His frown faded slightly, he still had plenty of time before his lecture. Pocketing the Focus, Dranai took to running the lesson through his head, making sure he still remembered it all. However, before he'd gotten even halfway through he felt a buzzing vibration against his leg. “Hmm,” he uttered as he extracted his phone, finding that he was apparently receiving a call. Answering it before pocketing it once more, he spoke, “Yes, this is Dranai of the Institute, whose number is this?” There was a slight edge of curiosity and irritation in his voice.
The irritation only grew as the caller answered, “Why, Dranai, it's me a'course. Good ole Bree givin' ya a check in.” Dranai extracted his focus in swift fashion and a shield of vis instantly erected itself around him as he twisted his wrist clockwise. “Bree, what are you up to, and who hired you,” asked the illusionist, a fierce and serious cadence to his words.
"Oh, just an old friend who I happen to owe a favor," responded the voice. Dranai grit his teeth.
“I will give you more to shut down this little operation and leave me alone,” responded the mage in a level tone. There was a dangerous edge to his words as he added, “This doesn't need to get nasty, Bree.”

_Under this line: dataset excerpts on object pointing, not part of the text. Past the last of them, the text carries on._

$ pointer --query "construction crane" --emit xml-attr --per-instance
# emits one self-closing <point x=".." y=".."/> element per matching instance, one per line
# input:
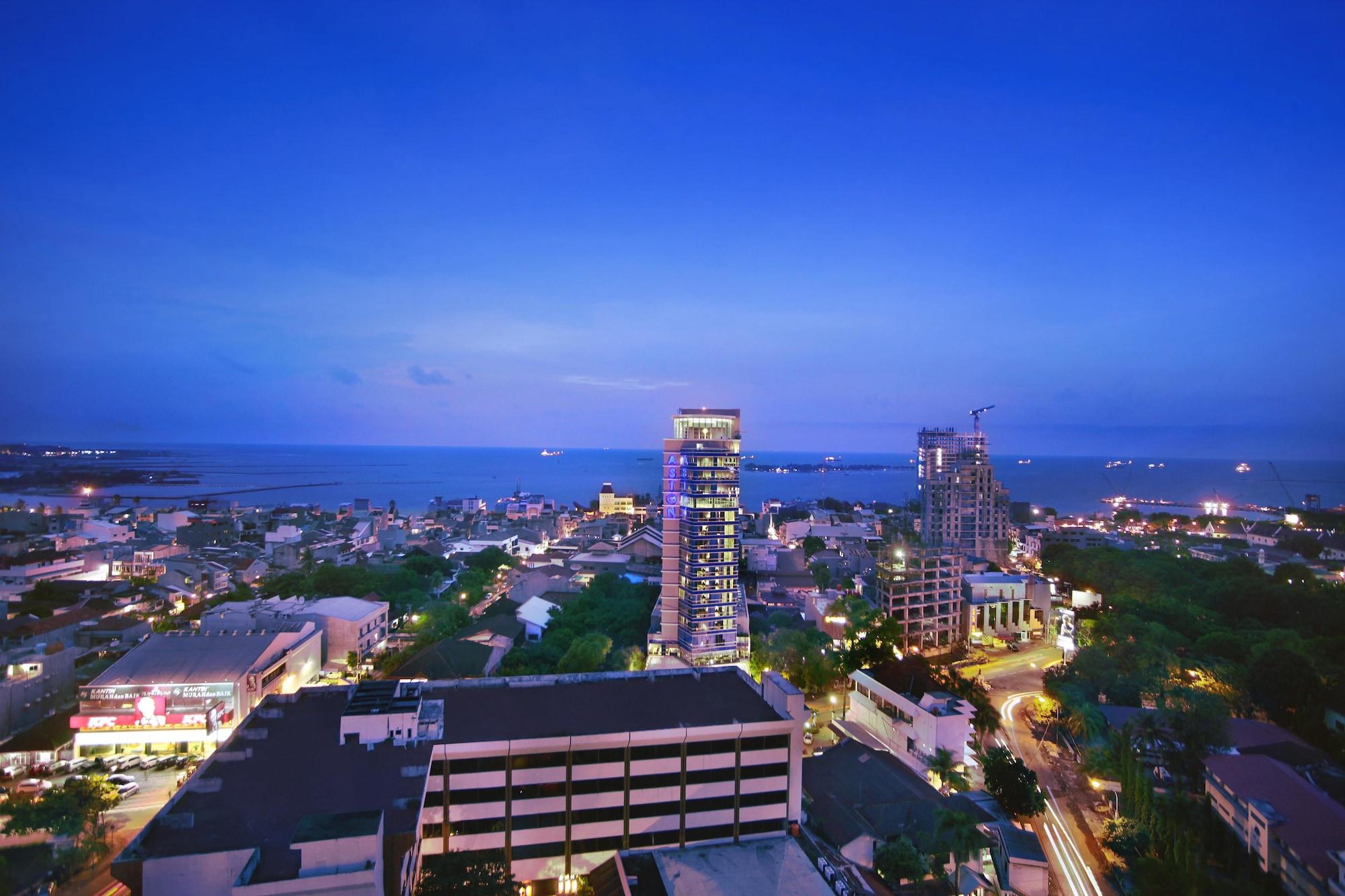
<point x="1289" y="498"/>
<point x="976" y="417"/>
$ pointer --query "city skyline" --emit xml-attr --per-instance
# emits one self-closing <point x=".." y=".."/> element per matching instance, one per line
<point x="512" y="232"/>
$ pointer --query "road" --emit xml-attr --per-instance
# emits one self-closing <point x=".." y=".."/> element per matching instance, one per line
<point x="127" y="818"/>
<point x="1077" y="860"/>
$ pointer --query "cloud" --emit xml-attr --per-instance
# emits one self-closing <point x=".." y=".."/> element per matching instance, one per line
<point x="629" y="384"/>
<point x="428" y="377"/>
<point x="346" y="376"/>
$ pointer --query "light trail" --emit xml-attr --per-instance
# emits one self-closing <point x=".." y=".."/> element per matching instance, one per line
<point x="1066" y="833"/>
<point x="1066" y="861"/>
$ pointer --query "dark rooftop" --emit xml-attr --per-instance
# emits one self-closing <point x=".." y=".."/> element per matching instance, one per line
<point x="570" y="705"/>
<point x="338" y="825"/>
<point x="264" y="787"/>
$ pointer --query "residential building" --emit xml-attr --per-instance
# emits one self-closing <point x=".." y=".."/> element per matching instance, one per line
<point x="1295" y="830"/>
<point x="181" y="692"/>
<point x="1005" y="606"/>
<point x="37" y="682"/>
<point x="610" y="502"/>
<point x="911" y="721"/>
<point x="701" y="612"/>
<point x="560" y="772"/>
<point x="346" y="623"/>
<point x="922" y="587"/>
<point x="962" y="505"/>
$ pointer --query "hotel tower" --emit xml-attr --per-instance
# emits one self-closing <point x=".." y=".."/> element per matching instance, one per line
<point x="701" y="614"/>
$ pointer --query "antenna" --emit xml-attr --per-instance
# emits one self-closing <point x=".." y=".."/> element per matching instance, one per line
<point x="976" y="417"/>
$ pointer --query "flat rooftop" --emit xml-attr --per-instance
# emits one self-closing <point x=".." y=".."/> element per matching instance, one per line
<point x="176" y="658"/>
<point x="282" y="779"/>
<point x="529" y="706"/>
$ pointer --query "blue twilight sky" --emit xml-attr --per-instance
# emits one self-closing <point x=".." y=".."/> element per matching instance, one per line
<point x="510" y="224"/>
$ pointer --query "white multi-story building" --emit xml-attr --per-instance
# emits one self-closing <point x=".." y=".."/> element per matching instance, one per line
<point x="556" y="774"/>
<point x="913" y="725"/>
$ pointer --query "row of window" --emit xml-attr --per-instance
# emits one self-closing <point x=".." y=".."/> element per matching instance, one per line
<point x="605" y="755"/>
<point x="613" y="844"/>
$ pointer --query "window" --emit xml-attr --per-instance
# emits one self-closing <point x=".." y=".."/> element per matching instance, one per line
<point x="470" y="766"/>
<point x="648" y="810"/>
<point x="770" y="741"/>
<point x="598" y="786"/>
<point x="540" y="791"/>
<point x="763" y="799"/>
<point x="537" y="850"/>
<point x="708" y="747"/>
<point x="536" y="760"/>
<point x="590" y="815"/>
<point x="541" y="819"/>
<point x="597" y="845"/>
<point x="715" y="831"/>
<point x="477" y="826"/>
<point x="770" y="770"/>
<point x="762" y="826"/>
<point x="669" y="779"/>
<point x="711" y="775"/>
<point x="607" y="755"/>
<point x="656" y="838"/>
<point x="709" y="805"/>
<point x="477" y="795"/>
<point x="657" y="751"/>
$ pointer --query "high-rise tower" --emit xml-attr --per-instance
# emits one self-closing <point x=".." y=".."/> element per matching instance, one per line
<point x="701" y="607"/>
<point x="962" y="505"/>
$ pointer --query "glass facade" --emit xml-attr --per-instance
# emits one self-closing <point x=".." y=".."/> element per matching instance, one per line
<point x="700" y="600"/>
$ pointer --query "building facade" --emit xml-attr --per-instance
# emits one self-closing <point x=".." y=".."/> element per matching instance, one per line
<point x="962" y="505"/>
<point x="922" y="587"/>
<point x="701" y="611"/>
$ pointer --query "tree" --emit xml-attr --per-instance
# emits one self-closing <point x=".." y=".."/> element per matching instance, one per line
<point x="1011" y="782"/>
<point x="812" y="545"/>
<point x="898" y="860"/>
<point x="958" y="834"/>
<point x="587" y="653"/>
<point x="946" y="767"/>
<point x="466" y="873"/>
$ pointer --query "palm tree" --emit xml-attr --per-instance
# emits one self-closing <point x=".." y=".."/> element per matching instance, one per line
<point x="958" y="834"/>
<point x="948" y="768"/>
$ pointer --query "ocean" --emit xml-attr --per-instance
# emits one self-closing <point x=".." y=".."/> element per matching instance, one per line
<point x="412" y="477"/>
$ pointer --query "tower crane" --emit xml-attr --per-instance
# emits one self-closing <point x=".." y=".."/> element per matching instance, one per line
<point x="976" y="417"/>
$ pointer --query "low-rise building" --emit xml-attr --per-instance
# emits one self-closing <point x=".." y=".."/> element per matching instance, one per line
<point x="182" y="692"/>
<point x="1293" y="829"/>
<point x="910" y="721"/>
<point x="559" y="772"/>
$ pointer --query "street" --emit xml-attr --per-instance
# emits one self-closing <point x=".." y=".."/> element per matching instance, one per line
<point x="127" y="818"/>
<point x="1077" y="860"/>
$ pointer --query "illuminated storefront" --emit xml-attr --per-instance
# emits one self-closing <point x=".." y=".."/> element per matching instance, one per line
<point x="185" y="692"/>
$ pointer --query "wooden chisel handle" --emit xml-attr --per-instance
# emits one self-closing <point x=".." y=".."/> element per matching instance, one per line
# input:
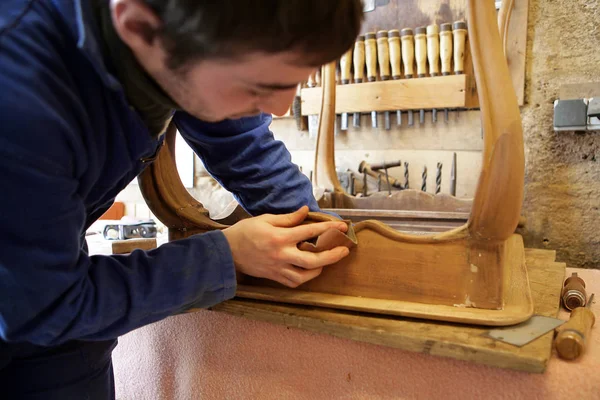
<point x="395" y="55"/>
<point x="572" y="336"/>
<point x="371" y="56"/>
<point x="446" y="48"/>
<point x="358" y="59"/>
<point x="460" y="37"/>
<point x="408" y="52"/>
<point x="421" y="51"/>
<point x="383" y="55"/>
<point x="345" y="65"/>
<point x="433" y="49"/>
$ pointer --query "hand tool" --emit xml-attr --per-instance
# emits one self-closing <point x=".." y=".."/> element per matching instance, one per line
<point x="365" y="168"/>
<point x="395" y="57"/>
<point x="433" y="56"/>
<point x="446" y="54"/>
<point x="459" y="34"/>
<point x="438" y="178"/>
<point x="421" y="59"/>
<point x="453" y="176"/>
<point x="383" y="56"/>
<point x="573" y="293"/>
<point x="358" y="59"/>
<point x="408" y="57"/>
<point x="345" y="64"/>
<point x="571" y="338"/>
<point x="313" y="120"/>
<point x="371" y="61"/>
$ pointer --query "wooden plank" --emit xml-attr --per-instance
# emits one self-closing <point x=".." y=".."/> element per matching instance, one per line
<point x="403" y="94"/>
<point x="463" y="342"/>
<point x="586" y="90"/>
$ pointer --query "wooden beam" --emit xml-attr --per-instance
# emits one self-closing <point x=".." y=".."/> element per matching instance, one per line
<point x="402" y="94"/>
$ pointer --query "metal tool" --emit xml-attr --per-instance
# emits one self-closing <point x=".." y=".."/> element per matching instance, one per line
<point x="573" y="292"/>
<point x="525" y="332"/>
<point x="395" y="61"/>
<point x="421" y="59"/>
<point x="383" y="56"/>
<point x="459" y="34"/>
<point x="446" y="54"/>
<point x="433" y="56"/>
<point x="453" y="176"/>
<point x="571" y="339"/>
<point x="438" y="178"/>
<point x="345" y="65"/>
<point x="371" y="62"/>
<point x="358" y="59"/>
<point x="408" y="57"/>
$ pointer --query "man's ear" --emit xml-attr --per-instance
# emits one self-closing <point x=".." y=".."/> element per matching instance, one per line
<point x="135" y="23"/>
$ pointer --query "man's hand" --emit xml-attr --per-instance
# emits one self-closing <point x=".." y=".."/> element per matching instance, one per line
<point x="266" y="247"/>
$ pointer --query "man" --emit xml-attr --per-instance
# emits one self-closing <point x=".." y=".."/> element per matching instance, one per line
<point x="87" y="89"/>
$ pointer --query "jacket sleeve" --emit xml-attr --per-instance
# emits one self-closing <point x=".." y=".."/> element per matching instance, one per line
<point x="51" y="291"/>
<point x="244" y="157"/>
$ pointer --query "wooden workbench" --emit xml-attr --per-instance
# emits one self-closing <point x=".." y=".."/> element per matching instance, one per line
<point x="430" y="337"/>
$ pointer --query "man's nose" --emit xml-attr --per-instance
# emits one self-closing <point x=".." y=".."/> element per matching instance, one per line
<point x="278" y="103"/>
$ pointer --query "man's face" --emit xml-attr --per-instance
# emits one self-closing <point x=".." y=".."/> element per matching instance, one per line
<point x="214" y="90"/>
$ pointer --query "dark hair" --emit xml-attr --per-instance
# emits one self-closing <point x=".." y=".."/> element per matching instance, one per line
<point x="321" y="30"/>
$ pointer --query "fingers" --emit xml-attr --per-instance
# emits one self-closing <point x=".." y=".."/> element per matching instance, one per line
<point x="308" y="231"/>
<point x="288" y="220"/>
<point x="309" y="260"/>
<point x="293" y="276"/>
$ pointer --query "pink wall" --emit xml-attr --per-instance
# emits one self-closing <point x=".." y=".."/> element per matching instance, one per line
<point x="209" y="355"/>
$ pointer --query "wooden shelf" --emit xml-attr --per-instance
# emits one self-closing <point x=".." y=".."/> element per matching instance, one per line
<point x="404" y="94"/>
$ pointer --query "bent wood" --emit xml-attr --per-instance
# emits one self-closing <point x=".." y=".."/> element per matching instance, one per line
<point x="474" y="273"/>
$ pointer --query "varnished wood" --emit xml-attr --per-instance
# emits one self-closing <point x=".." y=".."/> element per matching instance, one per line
<point x="462" y="342"/>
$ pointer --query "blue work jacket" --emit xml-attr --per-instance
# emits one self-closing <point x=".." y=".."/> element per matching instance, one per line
<point x="69" y="143"/>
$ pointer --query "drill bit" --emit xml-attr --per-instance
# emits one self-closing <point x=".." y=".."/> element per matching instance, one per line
<point x="438" y="178"/>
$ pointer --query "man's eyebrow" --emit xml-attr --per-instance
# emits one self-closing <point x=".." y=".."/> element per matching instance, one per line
<point x="276" y="86"/>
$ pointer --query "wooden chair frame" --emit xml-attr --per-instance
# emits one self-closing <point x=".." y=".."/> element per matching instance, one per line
<point x="474" y="273"/>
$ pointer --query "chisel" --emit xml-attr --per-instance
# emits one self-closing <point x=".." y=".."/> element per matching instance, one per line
<point x="459" y="33"/>
<point x="371" y="61"/>
<point x="345" y="64"/>
<point x="421" y="59"/>
<point x="433" y="56"/>
<point x="395" y="57"/>
<point x="383" y="56"/>
<point x="446" y="53"/>
<point x="408" y="57"/>
<point x="358" y="59"/>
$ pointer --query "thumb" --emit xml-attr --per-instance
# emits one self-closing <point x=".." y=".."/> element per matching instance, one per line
<point x="288" y="220"/>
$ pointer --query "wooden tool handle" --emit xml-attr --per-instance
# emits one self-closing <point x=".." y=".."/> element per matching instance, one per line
<point x="571" y="338"/>
<point x="358" y="59"/>
<point x="408" y="52"/>
<point x="345" y="65"/>
<point x="446" y="48"/>
<point x="395" y="55"/>
<point x="312" y="80"/>
<point x="460" y="37"/>
<point x="371" y="56"/>
<point x="433" y="49"/>
<point x="421" y="51"/>
<point x="383" y="55"/>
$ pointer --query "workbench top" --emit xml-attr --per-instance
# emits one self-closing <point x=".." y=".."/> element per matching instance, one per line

In the same moment, Dranai felt his shield fluctuate, a portion of it flickering briefly. 'Not good, he's already nearby. How long has he been following me...?'
“No can do bud, I've got quite the pay in on this one, plus I owe her.”
With his shield flickering again, Dranai found himself fed up with playing nice. “Very well, I warned you, Bree. Remember that,” he said, his tone low as his shield dispersed and a wave of shimmering silver light spread outwards from his form, blanketing a radius of eighty meters.
The illusionist hung up the phone and pocketed it, but as he did so he shock went through his entire body and he found that his muscles had ceased to respond to his commands as he crumpled to the ground. He noticed only belatedly that he had been tazed from behind. The last words he heard before losing consciousness, were uttered by the same voice that he'd heard over the phone.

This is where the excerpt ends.